I revisited the original “Beauty and the Beast” fairy tale written in 1740 and although it has elements that just don’t translate well to our modern age, there were timeless themes that were discarded that make the mega hit — both in its animated and live-action form — a little less profound. There was no crusading retro-feminist in the original or a cartoonish egotistical muscle headed sexist villain either. The villainy in the original comes in the form of envy and pride and selfishness embodied by Beauty’s two vain and cruel sisters. Their father was rich but has lost his wealth. This is devastating to the sisters, but seemingly unimportant to Beauty, and they hate her for it.

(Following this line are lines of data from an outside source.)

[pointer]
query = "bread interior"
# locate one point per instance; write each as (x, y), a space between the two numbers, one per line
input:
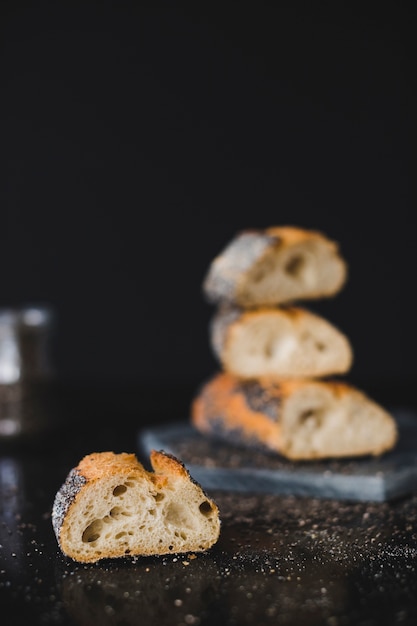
(271, 343)
(320, 424)
(289, 273)
(125, 515)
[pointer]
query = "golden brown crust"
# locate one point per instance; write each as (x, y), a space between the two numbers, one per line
(224, 405)
(234, 271)
(110, 506)
(99, 464)
(297, 418)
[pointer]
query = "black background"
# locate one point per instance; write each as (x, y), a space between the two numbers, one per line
(137, 138)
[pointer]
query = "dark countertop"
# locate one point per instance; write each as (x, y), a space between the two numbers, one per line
(279, 560)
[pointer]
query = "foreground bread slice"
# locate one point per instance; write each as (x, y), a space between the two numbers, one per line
(110, 506)
(298, 419)
(275, 265)
(282, 341)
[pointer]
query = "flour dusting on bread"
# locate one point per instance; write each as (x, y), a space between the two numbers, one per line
(109, 506)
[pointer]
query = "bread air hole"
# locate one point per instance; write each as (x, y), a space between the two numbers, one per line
(294, 266)
(206, 509)
(92, 532)
(311, 417)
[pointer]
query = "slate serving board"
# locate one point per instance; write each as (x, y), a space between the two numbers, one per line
(219, 466)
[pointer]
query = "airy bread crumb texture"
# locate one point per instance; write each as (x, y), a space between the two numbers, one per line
(289, 342)
(299, 419)
(110, 506)
(276, 265)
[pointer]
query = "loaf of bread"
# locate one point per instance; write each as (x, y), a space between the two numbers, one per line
(281, 341)
(298, 419)
(273, 266)
(111, 506)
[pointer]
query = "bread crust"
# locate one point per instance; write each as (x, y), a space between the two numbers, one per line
(232, 273)
(256, 413)
(285, 341)
(105, 474)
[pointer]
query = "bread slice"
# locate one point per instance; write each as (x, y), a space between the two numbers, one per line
(110, 506)
(282, 341)
(298, 419)
(276, 265)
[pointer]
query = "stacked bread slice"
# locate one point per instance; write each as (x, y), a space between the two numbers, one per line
(279, 385)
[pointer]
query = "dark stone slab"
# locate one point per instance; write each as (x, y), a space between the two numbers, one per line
(219, 466)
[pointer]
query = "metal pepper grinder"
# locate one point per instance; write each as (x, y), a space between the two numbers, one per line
(26, 372)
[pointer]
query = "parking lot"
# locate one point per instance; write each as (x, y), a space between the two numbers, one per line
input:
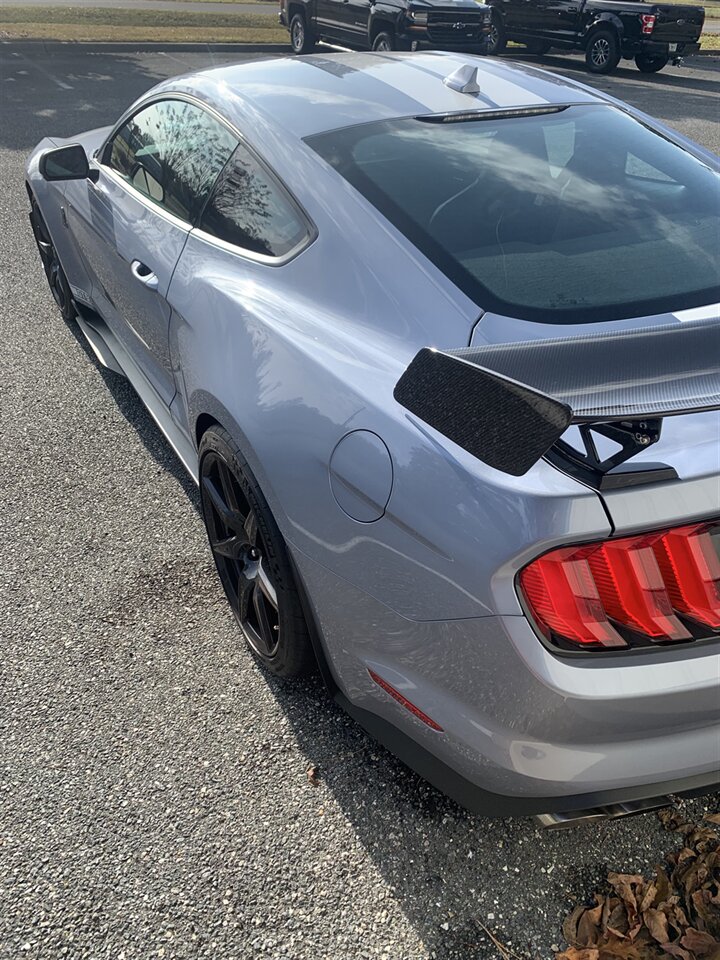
(154, 800)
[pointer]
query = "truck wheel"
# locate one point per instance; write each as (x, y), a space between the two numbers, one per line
(538, 48)
(497, 40)
(302, 39)
(647, 64)
(602, 53)
(385, 40)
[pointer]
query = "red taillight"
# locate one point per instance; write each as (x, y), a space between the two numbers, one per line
(562, 594)
(691, 569)
(632, 588)
(403, 701)
(588, 594)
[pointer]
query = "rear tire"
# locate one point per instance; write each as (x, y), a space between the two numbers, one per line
(251, 558)
(384, 41)
(647, 64)
(57, 281)
(602, 53)
(496, 41)
(302, 38)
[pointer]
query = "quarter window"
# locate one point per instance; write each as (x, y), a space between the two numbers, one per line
(172, 152)
(249, 210)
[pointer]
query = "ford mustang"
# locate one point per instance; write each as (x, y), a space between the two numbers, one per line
(438, 339)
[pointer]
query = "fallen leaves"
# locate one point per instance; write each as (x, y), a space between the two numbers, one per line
(674, 916)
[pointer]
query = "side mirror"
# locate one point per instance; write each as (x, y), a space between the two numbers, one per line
(65, 163)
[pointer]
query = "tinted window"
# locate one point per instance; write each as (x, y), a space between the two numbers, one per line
(250, 211)
(171, 152)
(569, 215)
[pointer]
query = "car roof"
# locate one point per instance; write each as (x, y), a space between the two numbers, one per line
(313, 94)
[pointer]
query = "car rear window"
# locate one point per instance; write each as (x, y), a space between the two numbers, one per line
(569, 215)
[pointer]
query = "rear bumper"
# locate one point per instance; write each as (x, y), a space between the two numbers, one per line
(523, 730)
(484, 802)
(655, 48)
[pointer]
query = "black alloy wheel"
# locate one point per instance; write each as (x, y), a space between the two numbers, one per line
(602, 53)
(384, 42)
(302, 38)
(59, 286)
(251, 558)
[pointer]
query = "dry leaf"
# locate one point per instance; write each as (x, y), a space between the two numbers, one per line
(674, 916)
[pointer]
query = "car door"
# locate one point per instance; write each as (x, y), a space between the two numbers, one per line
(329, 19)
(354, 18)
(132, 222)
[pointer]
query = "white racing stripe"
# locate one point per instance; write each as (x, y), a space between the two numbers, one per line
(710, 312)
(424, 84)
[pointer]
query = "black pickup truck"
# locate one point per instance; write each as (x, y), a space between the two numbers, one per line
(651, 33)
(387, 24)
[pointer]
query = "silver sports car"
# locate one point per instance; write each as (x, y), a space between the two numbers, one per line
(438, 338)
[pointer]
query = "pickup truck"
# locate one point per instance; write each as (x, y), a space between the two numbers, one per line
(387, 24)
(651, 33)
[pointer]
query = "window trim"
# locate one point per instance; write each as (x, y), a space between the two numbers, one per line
(100, 159)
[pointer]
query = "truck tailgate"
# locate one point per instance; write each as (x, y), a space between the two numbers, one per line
(677, 24)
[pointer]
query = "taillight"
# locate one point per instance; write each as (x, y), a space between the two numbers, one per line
(655, 588)
(690, 565)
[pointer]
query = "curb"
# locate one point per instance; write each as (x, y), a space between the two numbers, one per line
(129, 46)
(139, 46)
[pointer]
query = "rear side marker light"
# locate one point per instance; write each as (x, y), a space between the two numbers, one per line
(652, 585)
(404, 702)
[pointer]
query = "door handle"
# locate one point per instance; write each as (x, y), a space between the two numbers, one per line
(144, 274)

Interestingly, the Disney version is truer to the story than most of the fairy tales in their animated canon and many key elements remain unharmed — Father is captured by the beast, there is a bargain for his release which requires Beauty to stay at the castle, etc. And of course there is a love story. Like one of those evolutionary trees that trace the origin of one species or another, the two love stories in the two versions diverge from the same branch.

In the 18th century original there is no need for a crazed knife-wielding heterosexual killer to do in the Beast. Instead, the first Beast dies of a broken heart. It is Beauty’s selfless and pure love — not a magic rose petal — that revives him and breaks the curse. Not to get too deep over a story where the lead character looks like the mascot from the University of Colorado, but the original theme does sound a little like four Gospels I know.